Horemheb et moi assistions à cette scène, mais la confusion, le bruit et le vacarme devant le temple étaient tels que nous ne pouvions discerner ce qui se passait. Horemheb me dit:
– Je n'ai pas le pouvoir d'intervenir, mais c'est très instructif pour moi.
C'est pourquoi il grimpa sur le dos d'un lion à tête de bélier pour mieux observer les événements, en mangeant le pain qu'il avait pris en partant.

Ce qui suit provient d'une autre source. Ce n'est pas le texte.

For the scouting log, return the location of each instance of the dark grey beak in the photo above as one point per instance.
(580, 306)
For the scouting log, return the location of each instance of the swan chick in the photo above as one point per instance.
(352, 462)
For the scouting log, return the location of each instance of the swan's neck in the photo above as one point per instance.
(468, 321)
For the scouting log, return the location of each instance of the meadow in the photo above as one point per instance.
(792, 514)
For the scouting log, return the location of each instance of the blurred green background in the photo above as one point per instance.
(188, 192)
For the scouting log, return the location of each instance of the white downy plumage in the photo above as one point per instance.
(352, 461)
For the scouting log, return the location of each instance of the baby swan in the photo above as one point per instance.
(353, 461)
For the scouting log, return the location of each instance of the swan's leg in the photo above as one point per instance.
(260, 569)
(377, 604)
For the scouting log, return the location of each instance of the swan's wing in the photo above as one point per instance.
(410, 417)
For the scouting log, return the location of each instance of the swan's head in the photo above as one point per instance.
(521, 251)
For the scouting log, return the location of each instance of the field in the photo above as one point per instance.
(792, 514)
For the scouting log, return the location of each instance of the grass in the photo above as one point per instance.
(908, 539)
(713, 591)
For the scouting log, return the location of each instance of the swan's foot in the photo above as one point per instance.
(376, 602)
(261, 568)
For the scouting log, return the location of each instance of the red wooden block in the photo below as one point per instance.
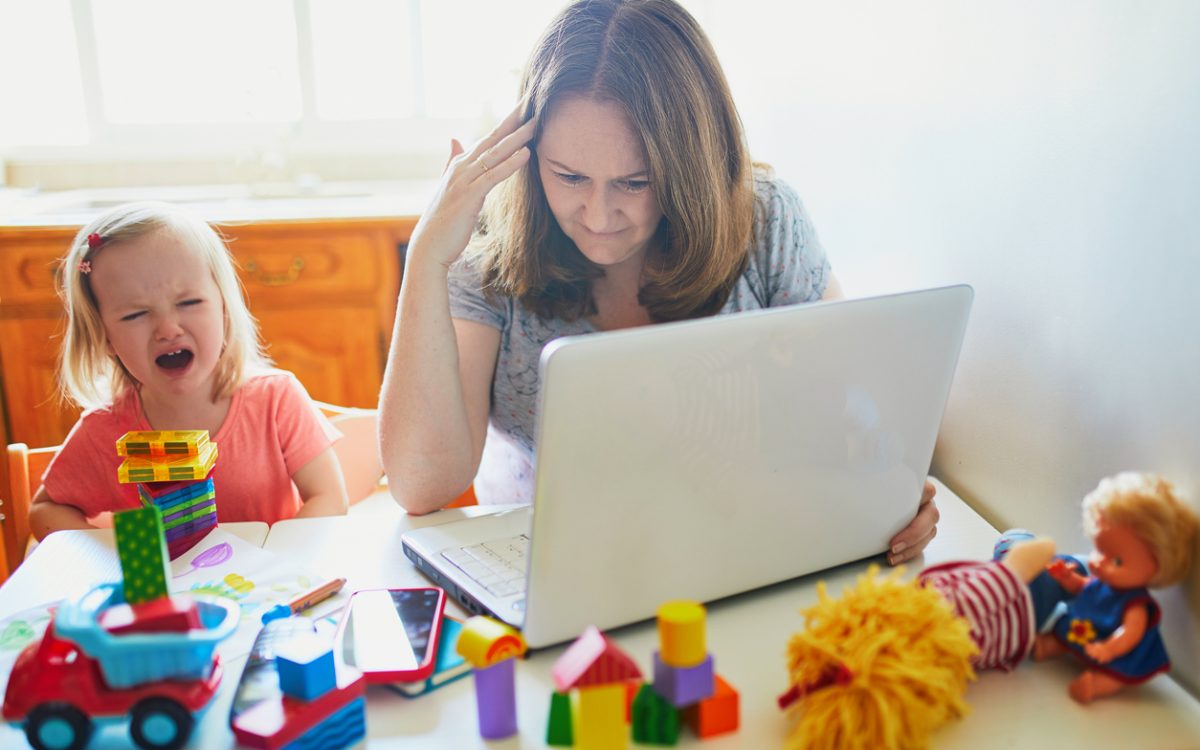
(174, 613)
(715, 714)
(593, 660)
(281, 720)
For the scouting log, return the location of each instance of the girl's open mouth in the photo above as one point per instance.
(174, 360)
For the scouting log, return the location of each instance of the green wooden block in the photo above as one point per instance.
(655, 720)
(558, 729)
(142, 549)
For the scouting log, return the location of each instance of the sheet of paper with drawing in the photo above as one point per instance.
(226, 565)
(222, 564)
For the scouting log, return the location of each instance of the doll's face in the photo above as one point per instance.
(1120, 558)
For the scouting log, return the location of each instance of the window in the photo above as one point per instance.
(228, 82)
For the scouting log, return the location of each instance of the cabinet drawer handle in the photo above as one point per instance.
(276, 280)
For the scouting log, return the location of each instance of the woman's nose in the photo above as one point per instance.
(599, 210)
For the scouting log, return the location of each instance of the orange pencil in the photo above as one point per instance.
(305, 601)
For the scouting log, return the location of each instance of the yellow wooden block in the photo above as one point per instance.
(598, 718)
(484, 642)
(682, 641)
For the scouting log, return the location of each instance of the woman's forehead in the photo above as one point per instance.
(585, 133)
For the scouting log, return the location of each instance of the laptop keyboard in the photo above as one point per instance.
(497, 565)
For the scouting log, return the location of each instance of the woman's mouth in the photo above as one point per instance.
(174, 360)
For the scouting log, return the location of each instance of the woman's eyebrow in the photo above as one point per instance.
(643, 173)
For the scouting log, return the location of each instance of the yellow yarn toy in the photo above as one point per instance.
(881, 667)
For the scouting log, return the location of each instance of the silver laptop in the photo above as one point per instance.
(702, 459)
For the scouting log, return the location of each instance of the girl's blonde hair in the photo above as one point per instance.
(91, 377)
(1147, 505)
(652, 59)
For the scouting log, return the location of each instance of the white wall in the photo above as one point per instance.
(1049, 155)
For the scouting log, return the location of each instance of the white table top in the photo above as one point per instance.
(747, 634)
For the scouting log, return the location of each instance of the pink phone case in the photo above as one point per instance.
(381, 676)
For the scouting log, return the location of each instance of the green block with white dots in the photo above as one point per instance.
(142, 549)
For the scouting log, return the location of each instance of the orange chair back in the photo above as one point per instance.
(24, 467)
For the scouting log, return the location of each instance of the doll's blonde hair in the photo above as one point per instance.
(1147, 505)
(904, 658)
(91, 377)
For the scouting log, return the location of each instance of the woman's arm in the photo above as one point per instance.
(436, 389)
(322, 486)
(47, 516)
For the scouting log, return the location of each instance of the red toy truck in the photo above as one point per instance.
(79, 673)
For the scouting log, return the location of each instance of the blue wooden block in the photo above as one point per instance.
(342, 729)
(684, 685)
(306, 667)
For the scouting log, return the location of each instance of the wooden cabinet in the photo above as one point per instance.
(324, 294)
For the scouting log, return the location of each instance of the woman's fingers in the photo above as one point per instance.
(455, 150)
(503, 150)
(507, 126)
(911, 551)
(496, 174)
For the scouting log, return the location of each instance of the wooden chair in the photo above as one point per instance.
(24, 467)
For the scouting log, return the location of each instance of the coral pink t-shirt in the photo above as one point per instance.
(271, 431)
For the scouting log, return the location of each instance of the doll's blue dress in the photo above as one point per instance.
(1096, 613)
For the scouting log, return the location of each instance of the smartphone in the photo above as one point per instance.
(391, 635)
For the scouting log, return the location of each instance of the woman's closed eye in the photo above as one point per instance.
(570, 179)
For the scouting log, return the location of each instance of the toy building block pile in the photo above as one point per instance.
(491, 648)
(171, 469)
(604, 681)
(323, 701)
(684, 676)
(589, 706)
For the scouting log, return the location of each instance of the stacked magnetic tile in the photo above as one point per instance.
(491, 648)
(174, 466)
(322, 706)
(142, 551)
(597, 673)
(189, 511)
(684, 681)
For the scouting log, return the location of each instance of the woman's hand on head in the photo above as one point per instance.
(921, 531)
(448, 222)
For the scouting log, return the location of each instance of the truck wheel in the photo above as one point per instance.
(58, 726)
(160, 724)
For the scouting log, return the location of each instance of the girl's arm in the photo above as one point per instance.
(321, 486)
(47, 516)
(1123, 639)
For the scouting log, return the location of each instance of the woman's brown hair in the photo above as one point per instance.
(653, 60)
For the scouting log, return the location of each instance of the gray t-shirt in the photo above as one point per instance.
(787, 267)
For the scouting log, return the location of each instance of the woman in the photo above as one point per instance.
(634, 202)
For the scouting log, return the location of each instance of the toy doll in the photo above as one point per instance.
(1143, 537)
(889, 661)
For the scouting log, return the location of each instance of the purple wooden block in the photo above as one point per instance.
(684, 685)
(496, 700)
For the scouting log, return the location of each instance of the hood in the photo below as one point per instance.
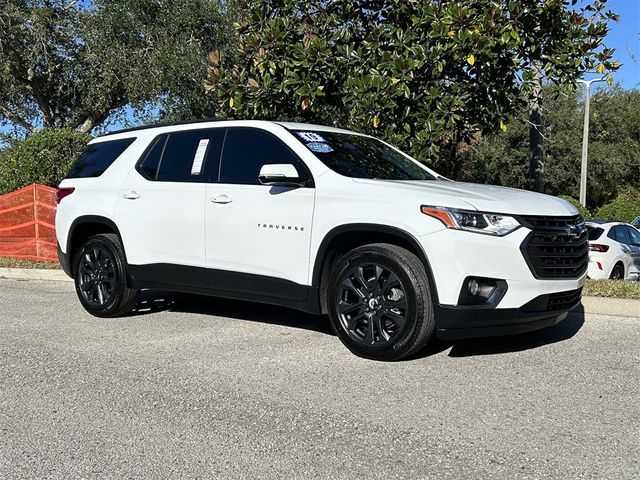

Mais le commandant royal Pepitaton finit par s'énerver, et la clepsydre se vidait à côté de lui et les cris de la foule lui parvenaient comme le bruit d'une inondation funeste. Il appela ses chefs et leur reprocha leur lenteur et dit:
– Ma chatte soudanaise Mimo va mettre bas aujourd'hui, et je suis très inquiet pour elle. Allez, au nom d'Aton, et renversez cette maudite image, pour que nous puissions tous rentrer chez nous, sinon par Seth et tous les démons je vous arracherai vos chaînes d'or et casserai vos fouets, je le jure.